Last time, K's boyfriend and I whipped out for a pint at the pub next door. We got funny looks, Straw Dogs style, and had to act particularly macho (not normally a problem for either of us). This time, forewarned, I'm afraid I arrived with a flask in my pocket and spiked my soft drinks. Tacky, I know, but needs must. It involved lowering my empty glass into my lap at intervals and bringing it back up full. I hope I didn't put anyone off their meal. (They probably won't let me in again. Pizza Express, I'm the tall cross-dresser with the handlebar moustache).
The Social Secretary had her own difficulties. She went into the windowless Ladies and immediately recoiled because it was untenably...there is no other way of putting it...smelly. In a very SS kind of way she was standing in the corridor flapping the door open and shut in a vain attempt at ventilation (this is the sort of thing that comes naturally to her) when Thea herself came along. Like a-pong-in-a-lift scenario, there is no socially smooth escape from such situations.
But it was worth it. My American Hot was good, and the supporting act was Rod Clements (Lindisfarne), a legend from my Tyneside days, who played guitar like a dream. Thea herself was superb, She has a new album out, 'Strange Communion' (if you look at the sleeve notes through a magnifying glass you can spot my name amongst the sponsors), so it wasn't like a repeat performance. It's not a Christmas album (she calls that the C-word), but an alternative, more pagan take on the season. I think her voice has deepened, and she just gets better and better. The opening song on the album, 'Sol Invictus' has a full choral accompaniment. Not having a choir in tow she sang it a capello, and it was hauntingly beautiful.
Thea's album is sort of relevant to the current Facebook/X Factor battle. I abhor X factor.

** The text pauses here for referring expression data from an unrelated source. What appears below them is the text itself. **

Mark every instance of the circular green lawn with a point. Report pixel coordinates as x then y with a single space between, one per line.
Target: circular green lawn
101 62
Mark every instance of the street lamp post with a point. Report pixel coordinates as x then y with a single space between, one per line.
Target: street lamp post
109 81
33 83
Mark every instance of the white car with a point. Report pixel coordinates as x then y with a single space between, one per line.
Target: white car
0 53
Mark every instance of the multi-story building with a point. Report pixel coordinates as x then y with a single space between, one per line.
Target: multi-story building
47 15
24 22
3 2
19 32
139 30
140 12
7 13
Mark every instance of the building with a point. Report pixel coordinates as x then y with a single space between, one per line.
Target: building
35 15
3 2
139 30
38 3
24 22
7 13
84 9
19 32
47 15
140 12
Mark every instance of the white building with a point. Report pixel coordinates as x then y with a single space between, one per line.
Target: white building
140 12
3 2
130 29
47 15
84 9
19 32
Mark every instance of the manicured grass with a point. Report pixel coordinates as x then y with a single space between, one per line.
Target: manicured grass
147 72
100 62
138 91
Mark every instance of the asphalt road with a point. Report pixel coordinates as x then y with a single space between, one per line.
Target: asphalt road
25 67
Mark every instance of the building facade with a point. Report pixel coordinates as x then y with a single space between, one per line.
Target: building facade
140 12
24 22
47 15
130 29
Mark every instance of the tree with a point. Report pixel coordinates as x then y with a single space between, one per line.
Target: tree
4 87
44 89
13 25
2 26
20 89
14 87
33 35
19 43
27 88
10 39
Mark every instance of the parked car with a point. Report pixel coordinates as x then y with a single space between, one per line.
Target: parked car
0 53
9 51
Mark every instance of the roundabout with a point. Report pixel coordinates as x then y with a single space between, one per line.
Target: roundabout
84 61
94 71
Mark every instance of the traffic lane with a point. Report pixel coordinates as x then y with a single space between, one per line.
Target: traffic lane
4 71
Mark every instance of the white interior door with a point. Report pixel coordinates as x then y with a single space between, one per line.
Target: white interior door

There is something unsavoury about a promoter with a self-evident financial interest manipulating the public through hours of prime-time TV. Christmas number ones haven't meant much to me since I was a teenager, but the dumbing down involved in the annual inevitability of Simon Cowell's latest karaoke protégé seizing the spot is destructive, and I've joyfully signed up to the Facebook group which is trying to steal it from him with Rage Against the Machine's 'Killing in the Name'. The idea is for everyone to download the track next week. A mere 79p to wobble Cowell's stranglehold on the music industry seems good value. At the time of writing the group had 592,684 members, and it is growing nearly as fast as Cowell's current account. They might just do it.